Sixtine est l’archétype de la bru* idéale pour Madame Sue de la Garde. Famille catholique traditionaliste, éducation stricte, coiffure sage, jupe aux genoux, yeux baissés. La panoplie complète de la future bonne épouse, propre à enfanter de nombreux héritiers – dans la douleur comme il se doit – en gardant son humeur égale et son intérieur propre. Sixtine est sans doute moins persuadée d’être parfaite dans le rôle mais bien décidée à faire de son mieux pour atteindre l’idéal de femme du croisé** moderne, mère de nombreux futurs petits croisés car la France éternelle, celle qu’on lui a toujours racontée, réclame instamment d’être défendue, par les armes quand nécessaire, contre toutes les menaces qui l’assiègent, de l’homosexualité aux catholiques tièdes en passant par les étrangers, les mal peignés et toute la chienlit qui les accompagne. Tout cela est bien beau sur papier glacé mais peu à peu, isolée dans un mariage où elle ne se sent jamais à la hauteur, dans une famille ou le strict traditionalisme de ses parents passe pour laxiste***, Sixtine s’interroge. Sur la violence – vraiment aimée de Dieu ? Les diktats – Porter son bébé naissant lui donnerait-il vraiment de mauvaises habitudes ? les solutions toutes faites – devrait-elle vraiment renoncer aux soulagement de la médecine et s’en remettre à Dieu**** ? Oui. Non. Comment savoir ? jusqu’à ce qu’une conjonction d’événements la pousse à la fuite…

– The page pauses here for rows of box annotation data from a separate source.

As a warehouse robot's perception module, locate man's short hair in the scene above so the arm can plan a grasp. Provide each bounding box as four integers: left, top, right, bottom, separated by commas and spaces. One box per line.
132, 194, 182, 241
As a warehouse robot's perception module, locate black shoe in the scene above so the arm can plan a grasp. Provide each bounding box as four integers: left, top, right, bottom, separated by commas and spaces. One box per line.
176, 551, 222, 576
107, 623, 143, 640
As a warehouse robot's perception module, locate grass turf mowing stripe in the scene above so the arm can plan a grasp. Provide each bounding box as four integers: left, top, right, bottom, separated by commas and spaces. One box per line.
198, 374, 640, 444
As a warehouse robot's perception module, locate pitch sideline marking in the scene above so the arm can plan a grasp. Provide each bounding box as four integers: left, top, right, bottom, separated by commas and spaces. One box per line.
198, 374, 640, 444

J’ai eu du mal à entrer dans ce livre, je l’ai lu en commençant par la fin avant de reprendre tout dans l’ordre. C’est que les carcans familiaux et sociétaux intégristes d’où qu’ils viennent me terrifient par leur inhumanités délétères et bien pensantes. Les gens qui “savent” au delà de toute miette de doute m’épouvantent par leur insensibilité et leur capacité au mal. Oui au mal, devrais-je lui mettre un grand M, le mal ou l’absence d’humanité, d’empathie, de bienveillance, de tolérance… Pour autant Bénie soit Sixtine, n’a rien d’angélique ou de manichéen, Sixtine ne se transforme pas d’un coup en libre penseuse délurée, pas plus qu’elle ne renie sa foi – lumineuse, pas plus qu’elle n’est sûre d’être dans le vrai en fuyant ce qui a été sa vie. Elle s’interroge et c’est bien cela qui la rend attachante. On ne se défait pas en un geste de toute une éducation mais le propre de l’humain qui grandit est de la questionner. Et justement les questionnements de Sixtine, pour philosophiques qu’ils soient, lui apporteront des éclairages étonnamment concrets. Un très beau roman, à l’écriture fluide et à la construction astucieuse qui explore autant l’émancipation que la transmission. Prenant !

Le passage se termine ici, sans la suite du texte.